Elle fit mine de rentrer, mais Frau Gesch se fit pressante :

— N’allez pas si vite en besogne, Frau Kluge !… Après tout, c’est votre mari. Vous avez eu des enfants de lui.

— J’en suis particulièrement fière, Frau Gesch. Tout particulièrement fière.

— On ne peut pas être inhumain, Frau Kluge, et ce que vous voulez faire est inhumain… Cet homme ne peut pas sortir comme ça.

— Et ce qu7il m’a fait, tout ce qu’il m’a fait tout au long des années, était-ce particulièrement humain ?… Il m’a torturée, il a gâché toute ma vie, et finalement il m’a encore arraché mes enfants. Et je devrais encore être humaine pour lui, uniquement parce qu’il a reçu une raclée des SS ?… Je n’y songe absolument pas. Même roué de coups, il ne changera pas.

Là-dessus, Frau Kluge referma purement et simplement la porte au nez de Frau Gesch, coupant court ainsi à toute conversation. Elle se sentait incapable de discourir plus longtemps. Pour échapper à ces palabres, elle eût peut-être, pour son malheur, repris cet homme chez elle…

Elle s’assit sur une chaise de cuisine, regarda fixement la flamme bleuâtre du réchaud et se remémora cette journée. Elle avait annoncé à son chef de bureau sa décision de quitter le Parti sur-le-champ, et cela avait fait sensation. On avait commencé par la dispenser de sa tournée. Puis elle avait été interrogée ; vers midi, deux civils avaient surgi, portant des serviettes de cuir, et l’avaient fait demander. Elle avait dû raconter toute sa vie, parler de ses parents, de toute sa famille, de son mariage.

Elle avait commencé par se montrer pleine d’empressement, heureuse d’échapper aux questions concernant sa démission. Mais après, au moment de devoir s’expliquer sur son mariage, elle s’était butée. Après le mariage, ça allait être le tour des enfants, et elle ne pourrait rien dire de Karlemann, sinon ces fines mouches remarqueraient que c’était précisément là que quelque chose ne tournait pas rond. Elle fut donc fort circonspecte ; son mariage et ses enfants ne concernaient qu’elle-même.
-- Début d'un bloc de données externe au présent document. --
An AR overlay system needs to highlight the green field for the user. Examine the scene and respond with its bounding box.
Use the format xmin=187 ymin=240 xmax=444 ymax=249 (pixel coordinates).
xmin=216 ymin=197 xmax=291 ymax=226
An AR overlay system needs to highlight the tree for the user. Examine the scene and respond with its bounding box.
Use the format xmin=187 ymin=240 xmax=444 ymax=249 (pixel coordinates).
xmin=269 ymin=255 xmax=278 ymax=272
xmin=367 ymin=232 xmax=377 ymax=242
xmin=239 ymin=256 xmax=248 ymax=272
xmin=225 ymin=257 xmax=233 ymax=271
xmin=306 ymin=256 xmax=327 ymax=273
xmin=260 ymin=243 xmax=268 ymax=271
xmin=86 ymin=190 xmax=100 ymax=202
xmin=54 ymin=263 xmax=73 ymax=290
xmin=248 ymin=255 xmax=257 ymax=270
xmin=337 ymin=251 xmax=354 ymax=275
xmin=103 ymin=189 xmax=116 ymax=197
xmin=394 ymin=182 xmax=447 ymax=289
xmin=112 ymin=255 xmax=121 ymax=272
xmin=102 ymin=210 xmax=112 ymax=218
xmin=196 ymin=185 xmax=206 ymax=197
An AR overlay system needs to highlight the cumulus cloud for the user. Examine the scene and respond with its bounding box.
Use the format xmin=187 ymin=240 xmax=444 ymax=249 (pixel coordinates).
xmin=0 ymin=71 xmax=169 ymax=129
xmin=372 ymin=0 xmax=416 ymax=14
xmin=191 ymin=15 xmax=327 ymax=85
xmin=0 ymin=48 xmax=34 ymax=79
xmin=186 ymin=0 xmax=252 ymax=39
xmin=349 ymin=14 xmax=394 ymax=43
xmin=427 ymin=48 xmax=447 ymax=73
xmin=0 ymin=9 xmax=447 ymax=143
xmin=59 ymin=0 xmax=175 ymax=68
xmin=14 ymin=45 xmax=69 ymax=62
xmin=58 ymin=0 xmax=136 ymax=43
Mais les deux bonshommes étaient coriaces et disposaient de plus d’un moyen pour arriver à leurs fins. L’un d’eux se mit à parcourir un document qu’il avait retiré de sa serviette. Eva aurait donné gros pour savoir de quoi il s’agissait. Il ne pouvait pourtant rien y avoir de grave sur son compte à la police.

Ils reprirent l’interrogatoire, et il se révéla que le document devait se rapporter à Enno. Car on la questionnait à présent sur lui, sur ses maladies, sur sa fainéantise, sur sa passion du jeu, sur ses relations féminines.